Han pasado 25 años desde la creación del Comité Interinstitucional para la erradicación del Trabajo Infantil y la Protección del Joven Trabajador y, un cuarto de siglo después, Colombia tiene aún 1’039.000 niños y niñas que trabajan.

No faltaron planes porque los hubo abundantes y voluminosos.  Ahora está vigente la Estrategia nacional para prevenir y erradicar las peores formas de trabajo infantil y proteger al joven trabajador 2008-2015, aunque el reto del país es eliminarlas todas y no solo las llamadas peores.

El trabajo infantil entró a la agenda política a inicios de los 80 cuando la comunidad internacional tomó consciencia del daño humano representado por ejércitos de niños laborando en  condiciones duras en campos de cultivo, minas, fábricas, comercio, negocios pequeños y dejando, por ello, de atender su obligación más importante: ir a la escuela, prepararse y romper la cadena incesante reproductora de la pobreza. Sin embargo, hay aún 168 millones de niños trabajadores en el mundo, más de la mitad de ellos efectuando actividades riesgosas.

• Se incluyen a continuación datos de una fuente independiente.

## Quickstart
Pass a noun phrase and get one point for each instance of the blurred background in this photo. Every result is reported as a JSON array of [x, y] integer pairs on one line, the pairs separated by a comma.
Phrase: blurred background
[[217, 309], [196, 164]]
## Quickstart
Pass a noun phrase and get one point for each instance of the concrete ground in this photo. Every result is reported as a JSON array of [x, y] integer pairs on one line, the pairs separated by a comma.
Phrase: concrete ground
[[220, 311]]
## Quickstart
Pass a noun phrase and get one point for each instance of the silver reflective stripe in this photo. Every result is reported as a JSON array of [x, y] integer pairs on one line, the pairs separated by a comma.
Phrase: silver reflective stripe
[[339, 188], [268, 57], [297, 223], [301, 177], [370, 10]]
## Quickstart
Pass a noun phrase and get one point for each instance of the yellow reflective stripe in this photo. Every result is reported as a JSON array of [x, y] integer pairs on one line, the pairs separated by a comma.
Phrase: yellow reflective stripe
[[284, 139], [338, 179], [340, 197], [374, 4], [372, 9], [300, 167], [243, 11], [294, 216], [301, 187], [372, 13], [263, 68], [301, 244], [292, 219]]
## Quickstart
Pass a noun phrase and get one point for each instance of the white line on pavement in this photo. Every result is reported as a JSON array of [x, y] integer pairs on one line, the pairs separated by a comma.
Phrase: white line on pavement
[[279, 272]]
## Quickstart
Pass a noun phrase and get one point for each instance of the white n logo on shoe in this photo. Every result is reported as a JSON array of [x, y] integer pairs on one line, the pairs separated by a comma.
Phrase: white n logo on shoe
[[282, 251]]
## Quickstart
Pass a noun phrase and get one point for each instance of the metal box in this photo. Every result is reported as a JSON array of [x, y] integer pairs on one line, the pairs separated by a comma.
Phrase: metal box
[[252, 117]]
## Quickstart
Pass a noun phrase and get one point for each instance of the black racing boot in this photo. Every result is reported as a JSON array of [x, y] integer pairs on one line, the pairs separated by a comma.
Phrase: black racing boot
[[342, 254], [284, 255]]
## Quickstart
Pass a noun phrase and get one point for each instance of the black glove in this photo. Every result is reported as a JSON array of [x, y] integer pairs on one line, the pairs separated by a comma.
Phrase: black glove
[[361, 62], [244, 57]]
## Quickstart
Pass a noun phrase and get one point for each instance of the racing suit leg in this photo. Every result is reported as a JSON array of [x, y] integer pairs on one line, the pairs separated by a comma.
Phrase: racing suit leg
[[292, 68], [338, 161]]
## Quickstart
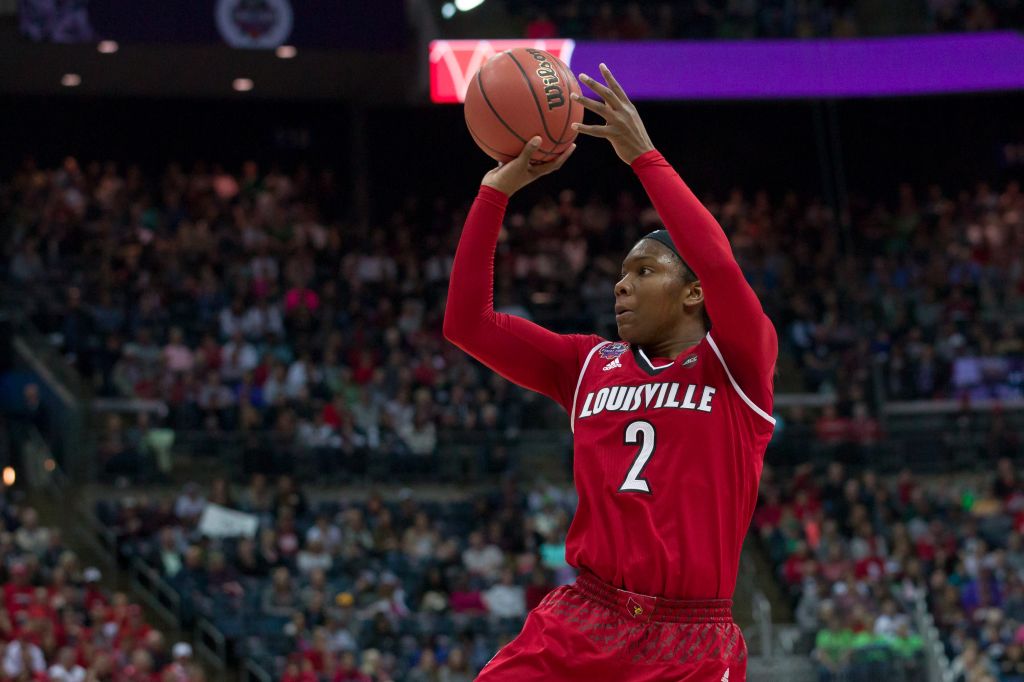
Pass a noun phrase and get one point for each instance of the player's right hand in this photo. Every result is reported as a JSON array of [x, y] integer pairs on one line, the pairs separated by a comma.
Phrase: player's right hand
[[516, 174]]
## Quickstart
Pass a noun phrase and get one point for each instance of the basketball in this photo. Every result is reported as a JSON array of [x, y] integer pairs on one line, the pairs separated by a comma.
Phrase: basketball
[[520, 93]]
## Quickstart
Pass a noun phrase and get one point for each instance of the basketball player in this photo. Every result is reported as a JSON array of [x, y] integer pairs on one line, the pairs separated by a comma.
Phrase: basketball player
[[670, 424]]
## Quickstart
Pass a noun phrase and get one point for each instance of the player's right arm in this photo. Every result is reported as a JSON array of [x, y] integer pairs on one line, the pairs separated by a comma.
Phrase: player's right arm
[[519, 350]]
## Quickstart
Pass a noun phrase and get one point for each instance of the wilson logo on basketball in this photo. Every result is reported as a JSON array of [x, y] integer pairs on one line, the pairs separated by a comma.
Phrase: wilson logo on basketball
[[552, 87]]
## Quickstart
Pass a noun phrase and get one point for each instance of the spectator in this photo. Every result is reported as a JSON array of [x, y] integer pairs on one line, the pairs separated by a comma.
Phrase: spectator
[[480, 558], [506, 599]]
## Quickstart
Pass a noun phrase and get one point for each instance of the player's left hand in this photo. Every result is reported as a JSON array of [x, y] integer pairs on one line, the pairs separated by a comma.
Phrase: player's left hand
[[623, 126]]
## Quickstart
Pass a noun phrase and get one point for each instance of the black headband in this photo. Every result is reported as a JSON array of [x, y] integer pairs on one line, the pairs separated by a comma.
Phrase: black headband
[[666, 239]]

El ritmo de disminución anual del trabajo infantil en Colombia es muy bajo con relación a lo que el país podría hacer.  Brasil aminoró  el trabajo infantil en 58% a lo largo de 20 años, casi tres puntos por año;  aquí, el año pasado se redujo en 0.6%.  En nuestro país, 9.3% de niños y adolescentes entre 5 y 17 años de edad están comprometidos con alguna actividad laboral;  en Medellín,  el 7.3%. La gran mayoría, el 34.6%,  involucrada en el comercio, hoteles y restaurantes; y el 34.3% en la  agricultura, ganadería, caza, silvicultura y pesca; industria manufacturera, 11%. Una buena proporción (34%),  trabaja en actividades económicas de la familia;  el 34.7% porque quiere tener dinero propio.  En todos los casos, con diferencias significativas entre las zonas urbanas y rurales.  Por donde se mire, el telón de fondo de esta realidad son la pobreza y las limitaciones económicas. Si sólo se eliminara la exigencia familiar de trabajar en el comercio, hoteles y restaurantes, se apartaría del mundo laboral a más del 30% de niños y jóvenes trabajadores.

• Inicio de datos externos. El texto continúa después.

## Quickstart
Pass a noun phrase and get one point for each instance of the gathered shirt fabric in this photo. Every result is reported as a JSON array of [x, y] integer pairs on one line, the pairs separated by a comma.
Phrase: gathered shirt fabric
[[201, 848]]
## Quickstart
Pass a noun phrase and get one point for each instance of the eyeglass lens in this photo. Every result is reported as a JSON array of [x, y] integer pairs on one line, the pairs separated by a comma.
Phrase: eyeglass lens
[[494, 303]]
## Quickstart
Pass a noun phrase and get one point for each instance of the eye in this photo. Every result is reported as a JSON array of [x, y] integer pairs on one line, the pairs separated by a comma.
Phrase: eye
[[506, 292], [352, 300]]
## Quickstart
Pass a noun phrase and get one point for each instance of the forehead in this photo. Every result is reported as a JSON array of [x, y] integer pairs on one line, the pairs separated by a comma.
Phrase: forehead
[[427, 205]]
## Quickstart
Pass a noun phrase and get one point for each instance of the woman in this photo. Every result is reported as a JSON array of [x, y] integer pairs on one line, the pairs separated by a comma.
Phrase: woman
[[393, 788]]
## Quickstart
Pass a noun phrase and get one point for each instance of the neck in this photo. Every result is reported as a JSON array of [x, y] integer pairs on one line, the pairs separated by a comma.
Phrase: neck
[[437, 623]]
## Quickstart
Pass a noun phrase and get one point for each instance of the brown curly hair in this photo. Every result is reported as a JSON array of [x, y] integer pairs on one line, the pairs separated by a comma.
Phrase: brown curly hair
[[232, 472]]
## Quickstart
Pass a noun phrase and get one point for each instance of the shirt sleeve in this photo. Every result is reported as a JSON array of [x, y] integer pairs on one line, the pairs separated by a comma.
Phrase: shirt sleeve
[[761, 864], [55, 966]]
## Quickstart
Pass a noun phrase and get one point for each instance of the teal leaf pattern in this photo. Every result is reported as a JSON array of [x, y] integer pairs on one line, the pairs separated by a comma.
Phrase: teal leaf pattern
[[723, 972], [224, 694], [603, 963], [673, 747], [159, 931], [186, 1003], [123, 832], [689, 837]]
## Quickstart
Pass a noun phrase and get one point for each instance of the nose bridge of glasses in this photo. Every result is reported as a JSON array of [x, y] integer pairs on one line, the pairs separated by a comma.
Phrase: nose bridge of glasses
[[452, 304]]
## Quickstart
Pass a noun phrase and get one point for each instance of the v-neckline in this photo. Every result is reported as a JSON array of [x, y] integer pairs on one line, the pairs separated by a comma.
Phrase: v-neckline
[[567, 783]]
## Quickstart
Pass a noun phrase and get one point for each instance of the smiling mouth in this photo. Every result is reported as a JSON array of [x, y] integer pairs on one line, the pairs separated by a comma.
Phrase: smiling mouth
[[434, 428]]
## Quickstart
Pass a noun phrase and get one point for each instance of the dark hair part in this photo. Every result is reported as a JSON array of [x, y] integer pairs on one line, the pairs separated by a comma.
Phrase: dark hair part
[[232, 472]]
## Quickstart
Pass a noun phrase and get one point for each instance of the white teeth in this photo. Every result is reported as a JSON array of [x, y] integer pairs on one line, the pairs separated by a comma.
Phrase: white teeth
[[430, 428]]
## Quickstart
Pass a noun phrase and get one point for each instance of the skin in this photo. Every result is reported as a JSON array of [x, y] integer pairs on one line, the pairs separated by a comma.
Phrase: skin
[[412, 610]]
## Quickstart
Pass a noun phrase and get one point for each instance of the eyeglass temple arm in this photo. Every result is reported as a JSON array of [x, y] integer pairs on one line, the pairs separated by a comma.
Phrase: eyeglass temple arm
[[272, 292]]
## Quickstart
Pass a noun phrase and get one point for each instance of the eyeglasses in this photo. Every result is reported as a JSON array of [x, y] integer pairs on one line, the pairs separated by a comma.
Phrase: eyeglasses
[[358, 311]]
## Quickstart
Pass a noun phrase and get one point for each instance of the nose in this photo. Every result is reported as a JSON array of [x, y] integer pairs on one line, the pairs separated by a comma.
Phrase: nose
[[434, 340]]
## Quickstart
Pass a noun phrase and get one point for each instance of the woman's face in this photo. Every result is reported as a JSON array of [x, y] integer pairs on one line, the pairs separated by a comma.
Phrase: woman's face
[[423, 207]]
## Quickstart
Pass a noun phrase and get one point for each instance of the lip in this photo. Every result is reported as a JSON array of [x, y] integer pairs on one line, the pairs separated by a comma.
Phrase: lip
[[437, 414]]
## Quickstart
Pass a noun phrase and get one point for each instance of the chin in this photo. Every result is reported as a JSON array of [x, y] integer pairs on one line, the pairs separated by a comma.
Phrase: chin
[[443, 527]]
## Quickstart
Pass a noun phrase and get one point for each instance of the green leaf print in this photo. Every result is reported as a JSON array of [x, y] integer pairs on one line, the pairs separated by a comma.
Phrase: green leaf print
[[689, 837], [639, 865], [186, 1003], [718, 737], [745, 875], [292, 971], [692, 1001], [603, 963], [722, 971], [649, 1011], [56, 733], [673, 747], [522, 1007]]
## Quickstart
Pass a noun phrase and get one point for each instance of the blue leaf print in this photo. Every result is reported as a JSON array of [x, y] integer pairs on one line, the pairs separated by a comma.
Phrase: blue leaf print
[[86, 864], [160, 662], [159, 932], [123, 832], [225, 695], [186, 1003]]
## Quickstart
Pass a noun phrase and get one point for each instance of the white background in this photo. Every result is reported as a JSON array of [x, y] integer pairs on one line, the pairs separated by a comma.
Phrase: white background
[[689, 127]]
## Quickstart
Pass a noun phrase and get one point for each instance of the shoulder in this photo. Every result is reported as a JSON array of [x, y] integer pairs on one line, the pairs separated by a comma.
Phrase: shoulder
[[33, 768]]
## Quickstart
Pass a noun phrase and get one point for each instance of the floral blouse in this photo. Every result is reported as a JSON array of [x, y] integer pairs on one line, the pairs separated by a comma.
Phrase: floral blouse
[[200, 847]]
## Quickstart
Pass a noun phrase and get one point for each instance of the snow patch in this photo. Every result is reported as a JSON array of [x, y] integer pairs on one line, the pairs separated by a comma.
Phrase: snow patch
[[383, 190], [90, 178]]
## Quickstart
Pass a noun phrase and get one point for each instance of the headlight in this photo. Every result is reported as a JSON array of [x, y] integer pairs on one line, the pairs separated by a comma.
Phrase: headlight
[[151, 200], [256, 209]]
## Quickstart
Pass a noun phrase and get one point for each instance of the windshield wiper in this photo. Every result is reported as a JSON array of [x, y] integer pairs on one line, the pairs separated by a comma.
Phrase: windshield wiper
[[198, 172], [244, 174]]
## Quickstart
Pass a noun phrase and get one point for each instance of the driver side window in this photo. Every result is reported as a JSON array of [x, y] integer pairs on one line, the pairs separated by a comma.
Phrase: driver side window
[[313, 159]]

Con frecuencia se menciona al reclutamiento forzado, la explotación sexual o la pornografía como si fueran formas de trabajo infantil  cuando en realidad, en cualquiera de tales situaciones, los niños y niñas son víctimas de adultos que actúan desde la ilegalidad y los explotan. Mal puede decirse que un niño está trabajando cuando es reclutado por un grupo armado o, lo propio, si una niña es explotada sexualmente. Ese es un error garrafal producto de una distorsión inaceptable.

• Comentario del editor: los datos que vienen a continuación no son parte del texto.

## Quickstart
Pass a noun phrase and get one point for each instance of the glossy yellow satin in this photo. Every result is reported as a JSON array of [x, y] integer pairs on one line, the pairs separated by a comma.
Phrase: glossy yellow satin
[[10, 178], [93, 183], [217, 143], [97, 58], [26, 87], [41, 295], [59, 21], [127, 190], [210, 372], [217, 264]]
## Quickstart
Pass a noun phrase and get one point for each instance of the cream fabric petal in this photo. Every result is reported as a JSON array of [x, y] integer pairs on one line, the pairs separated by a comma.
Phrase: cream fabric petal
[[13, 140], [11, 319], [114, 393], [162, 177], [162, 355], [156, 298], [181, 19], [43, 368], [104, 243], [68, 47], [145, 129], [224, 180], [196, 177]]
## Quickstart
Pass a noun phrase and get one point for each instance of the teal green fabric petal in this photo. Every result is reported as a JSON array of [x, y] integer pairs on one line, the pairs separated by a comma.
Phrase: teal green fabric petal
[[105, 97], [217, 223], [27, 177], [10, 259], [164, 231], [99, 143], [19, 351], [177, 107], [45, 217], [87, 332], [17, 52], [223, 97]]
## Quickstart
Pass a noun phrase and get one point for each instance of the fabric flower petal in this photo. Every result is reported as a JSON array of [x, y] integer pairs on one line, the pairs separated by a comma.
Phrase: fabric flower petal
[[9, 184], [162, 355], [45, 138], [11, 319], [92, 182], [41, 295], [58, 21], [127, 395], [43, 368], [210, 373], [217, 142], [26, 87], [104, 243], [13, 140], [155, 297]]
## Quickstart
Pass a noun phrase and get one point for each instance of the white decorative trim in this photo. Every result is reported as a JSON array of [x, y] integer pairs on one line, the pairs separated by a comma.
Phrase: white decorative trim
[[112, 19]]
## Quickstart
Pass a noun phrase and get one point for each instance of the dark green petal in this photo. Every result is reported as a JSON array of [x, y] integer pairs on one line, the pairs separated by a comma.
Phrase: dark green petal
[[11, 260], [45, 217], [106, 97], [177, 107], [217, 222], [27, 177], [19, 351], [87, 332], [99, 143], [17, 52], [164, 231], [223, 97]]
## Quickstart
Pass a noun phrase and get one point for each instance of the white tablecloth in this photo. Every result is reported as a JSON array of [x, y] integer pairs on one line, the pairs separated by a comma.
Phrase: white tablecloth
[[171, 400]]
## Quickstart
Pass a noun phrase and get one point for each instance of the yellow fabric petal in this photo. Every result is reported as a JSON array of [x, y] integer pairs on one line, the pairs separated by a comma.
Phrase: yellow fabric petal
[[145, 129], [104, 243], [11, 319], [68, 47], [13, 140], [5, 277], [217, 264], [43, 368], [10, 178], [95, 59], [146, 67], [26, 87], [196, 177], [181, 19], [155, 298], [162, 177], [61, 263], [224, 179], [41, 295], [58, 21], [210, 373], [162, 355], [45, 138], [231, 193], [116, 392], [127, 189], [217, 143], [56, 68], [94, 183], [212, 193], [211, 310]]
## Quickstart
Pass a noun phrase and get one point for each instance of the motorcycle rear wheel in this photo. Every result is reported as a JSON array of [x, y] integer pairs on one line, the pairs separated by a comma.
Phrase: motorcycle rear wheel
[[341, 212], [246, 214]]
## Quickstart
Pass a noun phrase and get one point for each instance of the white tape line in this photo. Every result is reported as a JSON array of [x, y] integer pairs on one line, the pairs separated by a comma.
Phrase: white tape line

Ha faltado consistencia, coherencia y continuidad en las políticas puestas en marcha.  La Nación insiste en la responsabilidad de los municipios pero estos no la hacen suya y gracias a ese vacío los planes se vuelven retórica. En el municipio, especialmente en los pequeños, todo es más cercano y la detección del trabajo infantil más fácil y eficaz.  No para salir de primera intención con la vara punitiva sino comprendiendo todos los factores, los de las familias, de los propios niños y los empleadores. Hay allí mayor espacio para la pedagogía y el convencimiento genuino de las desventajas del trabajo infantil. En el municipio  -con estrategias propias en los de mayor tamaño- la autoridad tiene instrumentos para comprender el contexto y buscar soluciones permanentes. Si cada municipio identificara su reto y se dispusiera a superarlo, con la participación de familias y comunidad educativa,  los resultados serían más rápidos, mejores, verificables y, sobre todo, más duraderos.  Entonces podríamos encontrarle sentido de realidad al tema del Día Internacional contra el Trabajo Infantil de 2015, proponiendo educación de calidad en lugar de niños laborando antes de tiempo y enajenando su futuro.